Lombard and Bezuidenhout have made the relative tax rebates easier to understand and reference the Income Tax Act Section 23(b), which states that a tax deduction for home office expenses will only be considered:
- If the room used is regularly and exclusively used for the purposes of your trade and/or job; and/or
- If you earn a salary, you must perform more than 50% of your duties in your home office. For commission earners, the same applies - more than 50% of your duties must be performed at home, not at your employer’s offices.
“Typically, the types of home office expenditure referred to in Section 23(b) are those you may incur in relation to maintaining your home office, and you are allowed to claim these expenses in proportion,” say Lombard and Bezuidenhout.
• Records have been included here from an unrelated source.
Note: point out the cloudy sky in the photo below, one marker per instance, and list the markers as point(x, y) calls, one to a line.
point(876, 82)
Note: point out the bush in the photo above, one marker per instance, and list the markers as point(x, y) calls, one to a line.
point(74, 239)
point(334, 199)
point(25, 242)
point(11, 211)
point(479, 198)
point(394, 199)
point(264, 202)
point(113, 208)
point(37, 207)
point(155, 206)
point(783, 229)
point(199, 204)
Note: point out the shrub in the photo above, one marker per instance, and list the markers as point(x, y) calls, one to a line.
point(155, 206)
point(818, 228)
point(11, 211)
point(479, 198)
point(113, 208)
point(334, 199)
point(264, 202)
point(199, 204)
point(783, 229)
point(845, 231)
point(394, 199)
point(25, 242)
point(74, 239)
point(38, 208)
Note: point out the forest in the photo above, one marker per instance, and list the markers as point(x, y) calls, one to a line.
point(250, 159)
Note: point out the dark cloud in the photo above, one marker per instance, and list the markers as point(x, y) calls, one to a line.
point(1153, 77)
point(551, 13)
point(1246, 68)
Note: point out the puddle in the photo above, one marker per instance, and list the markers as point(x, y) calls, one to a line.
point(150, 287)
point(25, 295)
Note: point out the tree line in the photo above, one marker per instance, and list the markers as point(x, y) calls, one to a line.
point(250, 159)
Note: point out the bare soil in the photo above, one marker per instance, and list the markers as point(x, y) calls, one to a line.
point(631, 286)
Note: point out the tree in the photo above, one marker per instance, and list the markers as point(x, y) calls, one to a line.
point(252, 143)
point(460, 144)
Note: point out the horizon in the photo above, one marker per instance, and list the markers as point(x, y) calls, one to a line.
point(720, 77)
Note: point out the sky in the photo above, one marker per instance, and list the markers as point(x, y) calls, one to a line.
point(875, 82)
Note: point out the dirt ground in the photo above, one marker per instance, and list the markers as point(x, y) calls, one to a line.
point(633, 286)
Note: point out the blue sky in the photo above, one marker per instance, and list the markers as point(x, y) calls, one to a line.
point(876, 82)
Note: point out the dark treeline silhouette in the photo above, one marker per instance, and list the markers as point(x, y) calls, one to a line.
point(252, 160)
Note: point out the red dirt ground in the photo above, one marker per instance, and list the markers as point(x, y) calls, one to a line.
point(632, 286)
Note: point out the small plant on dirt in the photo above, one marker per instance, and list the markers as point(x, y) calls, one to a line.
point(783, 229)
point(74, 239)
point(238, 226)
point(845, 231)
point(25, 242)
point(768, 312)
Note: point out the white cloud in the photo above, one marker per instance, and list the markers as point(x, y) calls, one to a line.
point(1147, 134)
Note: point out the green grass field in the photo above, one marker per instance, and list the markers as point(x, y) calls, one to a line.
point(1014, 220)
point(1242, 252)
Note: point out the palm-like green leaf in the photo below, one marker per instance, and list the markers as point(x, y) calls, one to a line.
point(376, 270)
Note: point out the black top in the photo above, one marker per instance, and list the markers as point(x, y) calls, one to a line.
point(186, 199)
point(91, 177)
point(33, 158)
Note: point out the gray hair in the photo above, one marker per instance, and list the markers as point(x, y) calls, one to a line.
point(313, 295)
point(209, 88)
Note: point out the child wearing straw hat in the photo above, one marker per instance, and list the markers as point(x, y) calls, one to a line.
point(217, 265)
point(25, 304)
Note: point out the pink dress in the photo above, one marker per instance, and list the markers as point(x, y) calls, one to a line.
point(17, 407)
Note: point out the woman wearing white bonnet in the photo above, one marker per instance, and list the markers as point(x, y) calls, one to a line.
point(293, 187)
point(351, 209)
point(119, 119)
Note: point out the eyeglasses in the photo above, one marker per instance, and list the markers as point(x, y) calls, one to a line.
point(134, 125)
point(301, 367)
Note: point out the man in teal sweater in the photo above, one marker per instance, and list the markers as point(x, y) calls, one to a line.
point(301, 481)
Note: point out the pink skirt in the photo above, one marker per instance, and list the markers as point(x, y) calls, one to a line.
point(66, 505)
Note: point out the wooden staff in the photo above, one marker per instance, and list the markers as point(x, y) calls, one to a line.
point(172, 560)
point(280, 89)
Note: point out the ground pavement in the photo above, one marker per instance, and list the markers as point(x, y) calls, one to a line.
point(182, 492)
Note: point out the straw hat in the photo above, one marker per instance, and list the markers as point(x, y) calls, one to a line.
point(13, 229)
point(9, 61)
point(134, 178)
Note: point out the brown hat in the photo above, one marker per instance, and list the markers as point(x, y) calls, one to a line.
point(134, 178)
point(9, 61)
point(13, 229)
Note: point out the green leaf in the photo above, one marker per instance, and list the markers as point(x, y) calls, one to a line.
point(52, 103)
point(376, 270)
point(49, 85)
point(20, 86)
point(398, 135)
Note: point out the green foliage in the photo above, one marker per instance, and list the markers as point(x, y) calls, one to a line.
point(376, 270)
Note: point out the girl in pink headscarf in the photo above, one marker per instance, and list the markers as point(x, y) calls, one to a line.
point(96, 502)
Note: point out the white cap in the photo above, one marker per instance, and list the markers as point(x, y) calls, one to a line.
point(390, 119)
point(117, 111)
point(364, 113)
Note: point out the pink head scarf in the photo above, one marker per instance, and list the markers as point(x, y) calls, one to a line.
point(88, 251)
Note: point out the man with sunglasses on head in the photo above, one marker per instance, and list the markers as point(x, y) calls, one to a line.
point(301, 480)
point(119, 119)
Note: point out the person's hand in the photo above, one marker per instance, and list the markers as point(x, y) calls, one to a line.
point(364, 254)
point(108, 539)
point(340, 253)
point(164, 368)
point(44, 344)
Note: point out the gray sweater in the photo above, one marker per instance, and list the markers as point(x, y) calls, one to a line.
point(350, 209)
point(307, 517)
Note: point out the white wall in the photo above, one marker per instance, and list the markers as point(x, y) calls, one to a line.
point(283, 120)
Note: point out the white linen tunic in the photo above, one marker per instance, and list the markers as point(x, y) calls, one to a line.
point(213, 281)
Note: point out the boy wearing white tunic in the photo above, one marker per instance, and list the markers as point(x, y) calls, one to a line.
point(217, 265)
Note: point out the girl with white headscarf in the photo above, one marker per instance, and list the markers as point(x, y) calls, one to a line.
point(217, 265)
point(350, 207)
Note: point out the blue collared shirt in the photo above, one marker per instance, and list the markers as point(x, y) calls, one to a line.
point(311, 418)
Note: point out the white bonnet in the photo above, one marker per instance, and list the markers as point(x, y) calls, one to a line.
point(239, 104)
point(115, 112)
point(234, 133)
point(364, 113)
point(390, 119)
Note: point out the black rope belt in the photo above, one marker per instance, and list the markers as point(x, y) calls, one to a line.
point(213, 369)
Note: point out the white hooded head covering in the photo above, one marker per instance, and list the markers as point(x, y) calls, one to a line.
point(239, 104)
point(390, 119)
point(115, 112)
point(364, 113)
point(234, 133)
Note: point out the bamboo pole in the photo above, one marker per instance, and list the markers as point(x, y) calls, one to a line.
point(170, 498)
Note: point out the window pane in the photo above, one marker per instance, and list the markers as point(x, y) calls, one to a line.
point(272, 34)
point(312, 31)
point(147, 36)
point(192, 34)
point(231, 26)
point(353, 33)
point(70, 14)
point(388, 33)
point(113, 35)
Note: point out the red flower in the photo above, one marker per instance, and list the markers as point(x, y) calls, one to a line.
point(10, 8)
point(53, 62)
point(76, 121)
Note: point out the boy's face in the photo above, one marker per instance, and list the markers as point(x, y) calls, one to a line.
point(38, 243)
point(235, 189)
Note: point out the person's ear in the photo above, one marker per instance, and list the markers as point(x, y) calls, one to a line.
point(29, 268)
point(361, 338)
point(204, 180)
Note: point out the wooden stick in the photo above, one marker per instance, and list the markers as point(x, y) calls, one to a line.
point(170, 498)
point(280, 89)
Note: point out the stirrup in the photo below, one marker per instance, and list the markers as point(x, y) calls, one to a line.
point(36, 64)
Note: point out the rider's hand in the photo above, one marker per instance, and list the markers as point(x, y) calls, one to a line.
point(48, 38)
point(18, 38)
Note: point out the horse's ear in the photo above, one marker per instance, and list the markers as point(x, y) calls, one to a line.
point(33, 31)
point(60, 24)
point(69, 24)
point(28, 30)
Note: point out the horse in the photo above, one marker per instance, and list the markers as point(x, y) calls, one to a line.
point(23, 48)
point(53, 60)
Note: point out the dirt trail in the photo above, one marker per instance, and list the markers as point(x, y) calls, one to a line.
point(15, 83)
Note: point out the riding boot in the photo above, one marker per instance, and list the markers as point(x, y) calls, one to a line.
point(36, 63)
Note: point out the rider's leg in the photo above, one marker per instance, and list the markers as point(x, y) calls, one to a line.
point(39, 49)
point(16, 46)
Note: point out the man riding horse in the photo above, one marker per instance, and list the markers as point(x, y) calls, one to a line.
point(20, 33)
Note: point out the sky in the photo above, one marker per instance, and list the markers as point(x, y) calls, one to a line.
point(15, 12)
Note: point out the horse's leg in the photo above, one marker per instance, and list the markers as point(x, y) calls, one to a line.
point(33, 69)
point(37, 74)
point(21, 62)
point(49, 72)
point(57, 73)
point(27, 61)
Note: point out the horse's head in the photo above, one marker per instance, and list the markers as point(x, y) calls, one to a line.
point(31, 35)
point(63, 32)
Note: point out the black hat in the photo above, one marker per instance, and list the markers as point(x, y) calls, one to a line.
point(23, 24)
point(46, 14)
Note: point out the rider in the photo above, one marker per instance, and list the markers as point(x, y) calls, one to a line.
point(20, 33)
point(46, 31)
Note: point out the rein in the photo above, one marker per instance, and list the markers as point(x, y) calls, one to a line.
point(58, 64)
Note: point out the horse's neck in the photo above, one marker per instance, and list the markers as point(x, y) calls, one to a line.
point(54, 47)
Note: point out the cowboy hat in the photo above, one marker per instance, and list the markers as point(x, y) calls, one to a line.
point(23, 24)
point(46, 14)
Such expenses include:
- Rent of the premises or interest on the bond;
- Cost of repairs to the premises; and
Expenses in connection with the premises, which could include:
Rates and taxes
Cleaning costs; and
To work out how much can be claimed, Lombard and Bezuidenhout have provided a simple calculation:
“Divide the m² of your home office with the total area in m², of your residence and then multiply that answer with the total cost.”
An example: If the home’s square meterage is 100 m² of which 20 m² is used as an office, it means you may claim one-fifth of the rent/interest, the repairs to the premises, rates and taxes, cleaning and power.
Other typical expenditure that may qualify for a separate deduction in respect of maintaining a home office includes:
- General wear and tear on items used for trade purposes in the office;
- Office equipment, furniture and fittings, and repairs thereto;
- Internet; and
“Unfortunately, you will need to prove these expenses,” say Lombard and Bezuidenhout, which is why they recommend individuals intent on declaring such expenses keep all relevant invoices and statements or copies thereof. “When submitting your income tax return, use source code 4028 (home office expenses) to claim these deductions.
“There is, however, no free lunch! If you do claim home office expenses on your annual income tax return, in the event of your selling your primary residence, the overall capital gain or loss will be apportioned between the floor area of the home office and that of the residence itself. Be prepared and read up on the tax regime so that you fully understand the implications of claimed deductions relative to working from home.”